Lloyd Gumbo Senior Reporter
Parliament will summon ministers who delay bringing Bills before the House for alignment with the Constitution and give them deadlines to do so, National Assembly Speaker Advocate Jacob Mudenda has said. This reveals the lawmakers’ frustration with the delay in aligning laws. Addressing civil society representatives at a stakeholders meeting organised by the Southern African Parliamentary Support Trust (SAPST) at Parliament Building last Friday, Adv Mudenda said alignment of existing laws with the Constitution had been frustratingly slow.
He said in the past there was nothing Parliament could do to force the Executive to bring Bills for debate. “But we are now changing our strategy now. We know some of these pieces of legislation that need to be aligned. “We call in the relevant ministry and it is within our right because the President has given us that legislative agenda that one of the Bills that must come to Parliament is the one on the establishment of Special Economic Zones.

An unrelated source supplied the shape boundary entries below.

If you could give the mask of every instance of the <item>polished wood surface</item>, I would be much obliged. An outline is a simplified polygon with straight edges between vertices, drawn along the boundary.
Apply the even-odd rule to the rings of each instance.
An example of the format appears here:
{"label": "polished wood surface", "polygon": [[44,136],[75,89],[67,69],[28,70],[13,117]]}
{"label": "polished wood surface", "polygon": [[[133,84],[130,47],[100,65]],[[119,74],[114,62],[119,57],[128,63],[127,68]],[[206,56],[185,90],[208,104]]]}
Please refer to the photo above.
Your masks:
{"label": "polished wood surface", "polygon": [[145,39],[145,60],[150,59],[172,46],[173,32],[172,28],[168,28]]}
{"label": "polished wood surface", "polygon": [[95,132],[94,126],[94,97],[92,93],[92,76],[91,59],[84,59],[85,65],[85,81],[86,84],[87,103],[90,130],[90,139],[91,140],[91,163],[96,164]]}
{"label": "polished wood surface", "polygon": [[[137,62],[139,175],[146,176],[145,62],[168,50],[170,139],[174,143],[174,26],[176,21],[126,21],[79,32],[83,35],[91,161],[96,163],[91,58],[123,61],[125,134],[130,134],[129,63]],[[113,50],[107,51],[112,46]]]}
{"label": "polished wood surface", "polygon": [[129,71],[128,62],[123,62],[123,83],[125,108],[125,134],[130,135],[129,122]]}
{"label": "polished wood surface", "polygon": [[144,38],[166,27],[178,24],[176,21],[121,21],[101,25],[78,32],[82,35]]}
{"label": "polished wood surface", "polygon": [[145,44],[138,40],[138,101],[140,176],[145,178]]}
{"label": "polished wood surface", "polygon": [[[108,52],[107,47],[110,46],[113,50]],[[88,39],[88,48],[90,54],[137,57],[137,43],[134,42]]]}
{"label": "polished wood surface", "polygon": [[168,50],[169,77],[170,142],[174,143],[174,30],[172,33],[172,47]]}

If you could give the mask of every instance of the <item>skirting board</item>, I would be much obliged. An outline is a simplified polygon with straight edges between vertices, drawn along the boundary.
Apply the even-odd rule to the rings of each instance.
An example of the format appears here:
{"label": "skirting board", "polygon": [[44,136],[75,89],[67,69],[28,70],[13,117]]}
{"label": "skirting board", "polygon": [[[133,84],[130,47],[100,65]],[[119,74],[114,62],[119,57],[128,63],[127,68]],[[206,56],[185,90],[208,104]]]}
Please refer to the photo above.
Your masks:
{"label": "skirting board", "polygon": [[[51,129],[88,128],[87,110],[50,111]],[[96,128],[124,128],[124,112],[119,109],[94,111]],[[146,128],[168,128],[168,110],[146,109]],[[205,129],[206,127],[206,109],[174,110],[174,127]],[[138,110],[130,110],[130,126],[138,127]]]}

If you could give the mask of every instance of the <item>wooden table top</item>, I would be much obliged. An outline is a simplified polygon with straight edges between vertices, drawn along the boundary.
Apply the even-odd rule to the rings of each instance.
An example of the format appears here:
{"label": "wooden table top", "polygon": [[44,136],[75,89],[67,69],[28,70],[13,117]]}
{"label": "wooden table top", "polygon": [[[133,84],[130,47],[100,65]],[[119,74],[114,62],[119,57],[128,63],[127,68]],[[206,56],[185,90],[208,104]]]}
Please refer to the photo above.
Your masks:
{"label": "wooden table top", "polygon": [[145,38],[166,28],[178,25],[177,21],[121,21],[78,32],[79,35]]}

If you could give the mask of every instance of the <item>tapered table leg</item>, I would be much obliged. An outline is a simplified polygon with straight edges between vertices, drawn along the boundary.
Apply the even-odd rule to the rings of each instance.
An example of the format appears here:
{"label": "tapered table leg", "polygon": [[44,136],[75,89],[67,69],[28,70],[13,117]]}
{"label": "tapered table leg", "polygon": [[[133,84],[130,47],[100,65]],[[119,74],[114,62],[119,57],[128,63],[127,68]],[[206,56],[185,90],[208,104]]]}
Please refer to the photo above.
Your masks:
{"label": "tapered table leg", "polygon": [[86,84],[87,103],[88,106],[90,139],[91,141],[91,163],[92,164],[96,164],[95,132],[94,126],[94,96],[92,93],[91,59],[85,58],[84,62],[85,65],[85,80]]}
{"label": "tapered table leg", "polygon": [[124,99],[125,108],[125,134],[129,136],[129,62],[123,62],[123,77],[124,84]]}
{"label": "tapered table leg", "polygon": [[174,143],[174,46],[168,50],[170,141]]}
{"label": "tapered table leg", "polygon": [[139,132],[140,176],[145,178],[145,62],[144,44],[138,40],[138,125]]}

“If nothing comes, we are not going to wait, we will call the minister concerned and we will give them deadline. And we are within our right and the expectation of the President. “So we have said, we are going to call that minister and the permanent secretary and explain that the President said we need this piece of legislation, what is your problem? As far as I am concerned, there is no problem. There is some indolence in some cases of the highest order.”
Adv Mudenda said Parliament was expected to align about 400 pieces of legislation to the Constitution yet only eight had been aligned so far.

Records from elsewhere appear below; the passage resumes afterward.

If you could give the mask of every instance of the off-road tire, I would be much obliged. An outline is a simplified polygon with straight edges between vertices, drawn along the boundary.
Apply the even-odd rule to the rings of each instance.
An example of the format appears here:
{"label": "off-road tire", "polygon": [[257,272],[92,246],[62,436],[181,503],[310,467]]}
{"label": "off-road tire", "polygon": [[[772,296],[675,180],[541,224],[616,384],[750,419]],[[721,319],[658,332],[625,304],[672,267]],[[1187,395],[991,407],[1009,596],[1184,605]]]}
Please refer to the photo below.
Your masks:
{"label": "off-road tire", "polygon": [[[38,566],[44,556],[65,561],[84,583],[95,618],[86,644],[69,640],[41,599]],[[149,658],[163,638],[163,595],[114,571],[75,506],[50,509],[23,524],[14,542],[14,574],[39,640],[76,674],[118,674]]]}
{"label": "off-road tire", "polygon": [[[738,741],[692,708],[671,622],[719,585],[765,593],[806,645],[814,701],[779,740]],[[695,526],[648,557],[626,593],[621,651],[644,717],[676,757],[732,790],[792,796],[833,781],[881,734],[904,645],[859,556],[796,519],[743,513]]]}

He said according to their institutional strategic plan, the legislature was expected to align at least 100 pieces of legislation a year. He reiterated that there was need for the Executive to allocate some of the laws that needed alignment to faculties of law at State universities and the Law Society of Zimbabwe. The Speaker urged the civil society and the media to help with identifying gaps in the law and reporting them to Parliament.

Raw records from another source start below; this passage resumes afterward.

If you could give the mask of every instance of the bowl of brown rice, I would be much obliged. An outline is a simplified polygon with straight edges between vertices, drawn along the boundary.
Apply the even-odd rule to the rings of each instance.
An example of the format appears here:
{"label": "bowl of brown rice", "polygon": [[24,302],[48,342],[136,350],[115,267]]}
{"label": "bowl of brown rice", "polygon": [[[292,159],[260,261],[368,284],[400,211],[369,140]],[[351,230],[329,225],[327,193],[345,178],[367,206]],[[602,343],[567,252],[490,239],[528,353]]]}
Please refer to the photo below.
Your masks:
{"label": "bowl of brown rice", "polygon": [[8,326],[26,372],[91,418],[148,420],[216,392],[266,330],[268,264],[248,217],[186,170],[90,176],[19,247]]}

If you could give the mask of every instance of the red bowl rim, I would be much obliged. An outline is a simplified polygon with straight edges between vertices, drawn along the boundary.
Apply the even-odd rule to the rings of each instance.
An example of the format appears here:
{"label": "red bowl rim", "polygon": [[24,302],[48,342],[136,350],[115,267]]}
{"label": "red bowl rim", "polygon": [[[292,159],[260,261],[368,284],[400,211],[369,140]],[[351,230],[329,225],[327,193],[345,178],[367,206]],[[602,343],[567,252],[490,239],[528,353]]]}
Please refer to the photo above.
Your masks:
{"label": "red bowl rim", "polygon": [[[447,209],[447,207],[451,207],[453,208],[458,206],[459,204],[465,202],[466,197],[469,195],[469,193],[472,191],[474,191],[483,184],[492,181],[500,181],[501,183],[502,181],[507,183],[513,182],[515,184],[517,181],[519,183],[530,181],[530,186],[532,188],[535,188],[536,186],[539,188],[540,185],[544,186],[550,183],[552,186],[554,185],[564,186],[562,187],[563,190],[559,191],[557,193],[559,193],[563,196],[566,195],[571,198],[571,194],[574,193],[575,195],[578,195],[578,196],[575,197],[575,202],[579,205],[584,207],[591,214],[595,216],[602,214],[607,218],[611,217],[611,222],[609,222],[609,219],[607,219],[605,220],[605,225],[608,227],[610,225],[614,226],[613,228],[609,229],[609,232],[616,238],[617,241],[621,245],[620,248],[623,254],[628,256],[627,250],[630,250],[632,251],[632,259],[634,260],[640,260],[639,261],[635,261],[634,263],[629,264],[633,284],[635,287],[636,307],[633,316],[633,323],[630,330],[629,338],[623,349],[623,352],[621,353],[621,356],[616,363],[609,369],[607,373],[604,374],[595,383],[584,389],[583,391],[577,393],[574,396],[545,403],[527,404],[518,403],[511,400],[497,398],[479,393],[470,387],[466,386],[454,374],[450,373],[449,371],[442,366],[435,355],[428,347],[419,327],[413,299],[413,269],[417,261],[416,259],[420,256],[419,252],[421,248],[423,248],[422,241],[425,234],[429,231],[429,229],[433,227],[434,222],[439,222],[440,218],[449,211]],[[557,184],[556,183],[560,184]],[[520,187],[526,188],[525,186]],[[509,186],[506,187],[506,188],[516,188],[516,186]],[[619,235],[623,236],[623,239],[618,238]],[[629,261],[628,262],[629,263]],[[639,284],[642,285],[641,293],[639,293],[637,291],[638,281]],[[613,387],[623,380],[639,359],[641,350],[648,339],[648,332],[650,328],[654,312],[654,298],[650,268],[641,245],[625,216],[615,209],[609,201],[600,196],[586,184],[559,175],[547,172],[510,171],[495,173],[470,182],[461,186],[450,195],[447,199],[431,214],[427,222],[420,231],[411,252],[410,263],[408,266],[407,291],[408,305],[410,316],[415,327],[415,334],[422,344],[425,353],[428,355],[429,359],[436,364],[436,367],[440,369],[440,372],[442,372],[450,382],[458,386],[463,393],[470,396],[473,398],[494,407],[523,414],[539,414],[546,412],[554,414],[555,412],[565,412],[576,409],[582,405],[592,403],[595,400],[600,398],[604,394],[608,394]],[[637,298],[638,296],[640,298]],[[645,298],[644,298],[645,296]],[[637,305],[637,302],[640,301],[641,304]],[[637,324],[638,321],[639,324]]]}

He said the legislative arm of Government was ready to take into consideration input from stakeholders as long as it was in line with the Constitution.
Adv Mudenda said Parliament derived its power from the electorate and the Constitution and would do everything within its power to protect the latter. He said the Legislature operated on the doctrine of separation of powers and would not interfere with the operations of the Executive and Judiciary. For that reason, he said the Legislature could not investigate corruption cases that were before the committee since that was not its mandate.
In his remarks, SAPST director, Mr John Makamure said the meeting presented a platform for civil society organisations to engage Parliament on issues of interest.
“As an organisation, we are supporting this event in line with Constitutional requirements. As many of us are aware, Section 141 of the Constitution requires Parliament to facilitate public involvement in its process. So this meeting is basically to implement that constitutional provision,” said Mr Makamure. Some of the civil society organisations that were represented at the meeting included the Zimbabwe Law Society, the Zimbabwe Peace Project, Heal Zimbabwe Trust, Veritas and the Zimbabwe Human Rights NGO Forum.